State of affairs for NestedTensor (NJT) inference? #4234

vadimkantorov · 2024-11-02T10:33:28Z

PyTorch now has some support for representing varlen sequences. It is supported to some extent by HF:

This is useful e.g. for saving compute on padding tokens for BERT inference. Does TRT has kernels for such NJT sdpa ops? (and can they be executed via CUDA graphs?) If so, how to benefit from it? Is there an example?

Thank you!

lix19937 · 2024-11-05T03:19:23Z

In my opinion, trt has no such op(njt), you can custom write it.

If you want to use cudagraph, you need set the max-len of sequence (use the fixed address of sequences to build the static graph), and set the min, opt, max shape for this input.
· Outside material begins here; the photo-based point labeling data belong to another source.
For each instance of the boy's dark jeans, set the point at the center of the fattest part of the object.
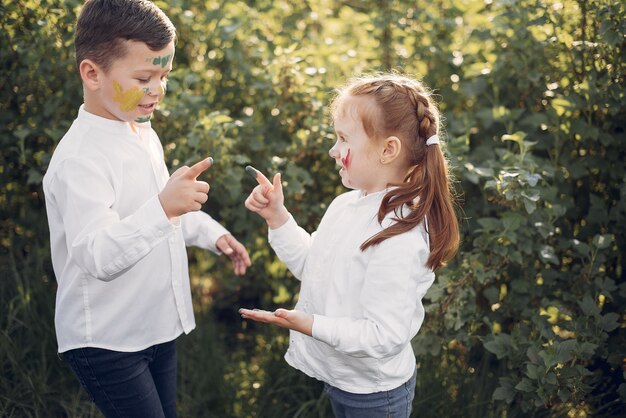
(138, 384)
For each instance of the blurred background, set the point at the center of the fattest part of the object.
(528, 320)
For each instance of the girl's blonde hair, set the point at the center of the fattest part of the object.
(404, 108)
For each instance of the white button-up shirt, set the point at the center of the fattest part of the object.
(367, 305)
(120, 264)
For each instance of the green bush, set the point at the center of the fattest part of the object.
(528, 318)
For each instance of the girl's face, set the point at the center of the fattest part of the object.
(135, 84)
(354, 151)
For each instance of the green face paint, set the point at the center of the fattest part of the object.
(162, 61)
(128, 99)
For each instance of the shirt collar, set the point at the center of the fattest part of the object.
(109, 125)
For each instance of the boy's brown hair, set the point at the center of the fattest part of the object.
(104, 25)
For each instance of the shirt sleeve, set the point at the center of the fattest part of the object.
(291, 244)
(201, 230)
(98, 240)
(396, 279)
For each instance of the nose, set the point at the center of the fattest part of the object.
(158, 89)
(334, 154)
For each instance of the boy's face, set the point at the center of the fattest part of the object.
(134, 85)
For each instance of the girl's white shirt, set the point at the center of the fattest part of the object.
(367, 305)
(120, 264)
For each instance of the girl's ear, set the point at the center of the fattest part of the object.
(90, 74)
(391, 149)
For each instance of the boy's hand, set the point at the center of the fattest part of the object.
(267, 200)
(238, 254)
(295, 320)
(183, 193)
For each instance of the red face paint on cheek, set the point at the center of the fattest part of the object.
(345, 161)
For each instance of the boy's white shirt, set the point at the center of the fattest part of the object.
(367, 305)
(120, 264)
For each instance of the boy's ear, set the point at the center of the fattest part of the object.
(90, 74)
(391, 149)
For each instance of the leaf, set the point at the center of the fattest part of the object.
(525, 385)
(501, 345)
(602, 241)
(547, 254)
(609, 322)
(588, 306)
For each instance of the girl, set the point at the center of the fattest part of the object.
(373, 257)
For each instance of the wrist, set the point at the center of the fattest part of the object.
(165, 210)
(278, 219)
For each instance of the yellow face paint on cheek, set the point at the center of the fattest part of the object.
(128, 99)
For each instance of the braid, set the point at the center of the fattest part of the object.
(407, 111)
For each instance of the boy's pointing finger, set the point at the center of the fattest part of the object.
(198, 168)
(260, 177)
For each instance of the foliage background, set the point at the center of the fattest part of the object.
(529, 318)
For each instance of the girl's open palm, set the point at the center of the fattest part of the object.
(295, 320)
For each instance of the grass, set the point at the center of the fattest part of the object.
(226, 369)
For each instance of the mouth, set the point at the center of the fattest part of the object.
(148, 108)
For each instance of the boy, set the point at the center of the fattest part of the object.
(119, 223)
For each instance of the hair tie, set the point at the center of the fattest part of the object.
(432, 140)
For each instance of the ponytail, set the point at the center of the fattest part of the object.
(408, 112)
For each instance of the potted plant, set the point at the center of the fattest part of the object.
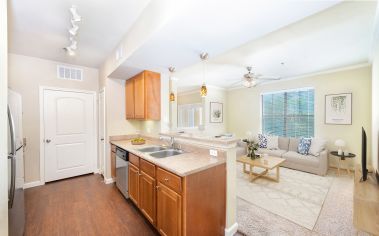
(252, 146)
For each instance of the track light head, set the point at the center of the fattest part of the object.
(74, 13)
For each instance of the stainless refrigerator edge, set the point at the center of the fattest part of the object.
(16, 203)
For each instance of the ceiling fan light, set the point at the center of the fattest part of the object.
(75, 16)
(74, 30)
(69, 51)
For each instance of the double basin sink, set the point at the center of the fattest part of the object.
(161, 152)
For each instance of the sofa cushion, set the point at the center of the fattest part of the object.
(272, 142)
(262, 141)
(275, 153)
(283, 143)
(304, 145)
(299, 159)
(294, 144)
(317, 146)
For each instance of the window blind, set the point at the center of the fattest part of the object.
(288, 113)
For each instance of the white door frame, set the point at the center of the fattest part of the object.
(42, 89)
(102, 168)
vadimkantorov · 2024-11-05T09:17:57Z

A key component of NJT support for SDPA are block-diagonal masks. Does TRT have support/examples for block-diagonal attn masks?

Because one would want to have proper FlashAttention kernels in this setup, otherwise the speedups likely may not be realized...

poweiw · 2024-11-05T18:16:12Z

@zhenhuaw-me Can you take a look?

vadimkantorov · 2024-11-07T16:12:28Z

The relevant documentation in Triton Inference Server on ragged batch support: https://docs.nvidia.com/deeplearning/triton-inference-server/user-guide/docs/user_guide/ragged_batching.html

So it would be good to have (end-to-end, starting from a PyTorch model, then export and configuring TRT engine file with trex visualizations) examples of optimized attention modules for transformer inference on such varlen sequences in TRT...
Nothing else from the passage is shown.